My allocated GP is one of the better ones where she is more though and old school than most. she was not happy with my eyes using a old poor eye-light to look inside my eyes on two examinations and she did realise on the second emergency visit very late in the day the problem and got me into the local hospital eye clinic as an emergency patient very quickly, which may well have saved me from permanent blindness in one or both eyes. The other three GPs involved didn't bother with proper examinations with a fob off ineffective prescription, where they didn't through a lack of proper examination understand and never could of, the problem. From my extensive engineering fault finding where all my career has been in R&D, i recognise in hindsight how dangerous their stupid, complacent and sloppy their fault finding was and I'm much more assertive and proactive now as a result on all GP visits. With all fault finding you can never make ANY assumptions on the cause, when you do 9 times out of 10 it will bite you in the bum. With earlier diagnosis and intervention I would not have suffered from most of the permanent and irreversible damage to my left eye. The amateurish advice was to visit my local quick fit fitter opticians as they maybe able to see more (very doubtful and more likely not) on what the problem was!!! They are not geared up to diagnose viral eye infections, where their cameras as a result cannot actually see into an opaque eye!

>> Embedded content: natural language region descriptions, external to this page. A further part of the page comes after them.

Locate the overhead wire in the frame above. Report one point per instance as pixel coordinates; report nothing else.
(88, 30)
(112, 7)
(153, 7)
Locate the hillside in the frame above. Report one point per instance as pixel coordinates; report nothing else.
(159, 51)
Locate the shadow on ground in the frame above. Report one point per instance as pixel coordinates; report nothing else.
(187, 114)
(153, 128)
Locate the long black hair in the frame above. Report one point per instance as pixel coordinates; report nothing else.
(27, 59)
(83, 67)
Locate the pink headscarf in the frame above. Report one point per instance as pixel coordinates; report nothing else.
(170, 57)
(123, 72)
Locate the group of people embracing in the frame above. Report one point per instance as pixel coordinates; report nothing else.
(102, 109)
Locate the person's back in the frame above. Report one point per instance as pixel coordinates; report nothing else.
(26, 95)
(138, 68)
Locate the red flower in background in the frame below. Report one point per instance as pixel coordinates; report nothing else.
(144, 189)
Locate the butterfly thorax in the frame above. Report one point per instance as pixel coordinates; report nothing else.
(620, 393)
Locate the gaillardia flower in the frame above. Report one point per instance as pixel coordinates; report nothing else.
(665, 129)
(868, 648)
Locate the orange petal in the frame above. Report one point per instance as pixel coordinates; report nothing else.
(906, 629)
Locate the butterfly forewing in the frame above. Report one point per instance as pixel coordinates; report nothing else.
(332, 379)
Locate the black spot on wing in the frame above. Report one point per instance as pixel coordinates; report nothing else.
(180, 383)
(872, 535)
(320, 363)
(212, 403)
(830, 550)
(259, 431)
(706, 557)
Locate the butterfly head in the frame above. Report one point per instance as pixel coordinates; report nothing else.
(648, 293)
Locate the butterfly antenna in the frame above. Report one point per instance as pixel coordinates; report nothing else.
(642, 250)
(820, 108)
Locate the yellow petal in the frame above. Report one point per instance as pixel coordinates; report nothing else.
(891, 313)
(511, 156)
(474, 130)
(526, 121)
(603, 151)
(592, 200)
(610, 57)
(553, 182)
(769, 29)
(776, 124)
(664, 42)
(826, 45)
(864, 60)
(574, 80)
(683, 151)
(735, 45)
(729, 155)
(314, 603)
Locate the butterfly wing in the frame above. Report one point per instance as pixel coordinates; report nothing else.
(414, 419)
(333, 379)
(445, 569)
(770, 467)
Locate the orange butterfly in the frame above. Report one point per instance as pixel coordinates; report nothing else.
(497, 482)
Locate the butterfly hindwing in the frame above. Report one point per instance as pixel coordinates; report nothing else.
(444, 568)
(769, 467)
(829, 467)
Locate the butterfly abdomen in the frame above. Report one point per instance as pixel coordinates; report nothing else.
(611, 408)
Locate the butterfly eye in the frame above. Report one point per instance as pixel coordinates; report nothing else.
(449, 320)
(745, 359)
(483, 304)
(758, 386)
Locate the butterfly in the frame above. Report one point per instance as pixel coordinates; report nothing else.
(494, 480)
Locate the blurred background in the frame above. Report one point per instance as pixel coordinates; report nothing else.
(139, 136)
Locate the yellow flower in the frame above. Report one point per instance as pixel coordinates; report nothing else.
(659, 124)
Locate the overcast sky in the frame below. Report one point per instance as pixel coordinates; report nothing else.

That sounds about right. Having said that, I do have sympathy with the fact that a) They allot 10 mins per patient, and b) In many cases - as in my wife's hypothyroidism, resulting from her Hashimoto's - there is only one prescribed treatment allowed by the NHS, which in our case, resulted in my wife becoming more and more ill. Hence my having to research the condition and obtaining private treatment, involving obtaining medication from the USA. Fortunately she is now back to 90% health due to this treatment, which is not available on the NHS.

Best wishes for a full recovery Rods.

[Rods2]

Personally I find the NHS / patient relationship very odd and difficult, where you pay in advance and live in hope that you will be treated. The French approach where it is actually a fund seems to be by outcome much more effective as no treatment means no payment to the doctor or hospital, whereas here it saves the doctor or hospital budget for another day and in France a growing area for treatment automatically attracts additional funds and resources, whereas with the NHS it will automatically run out of both without management / political / ministerial intervention.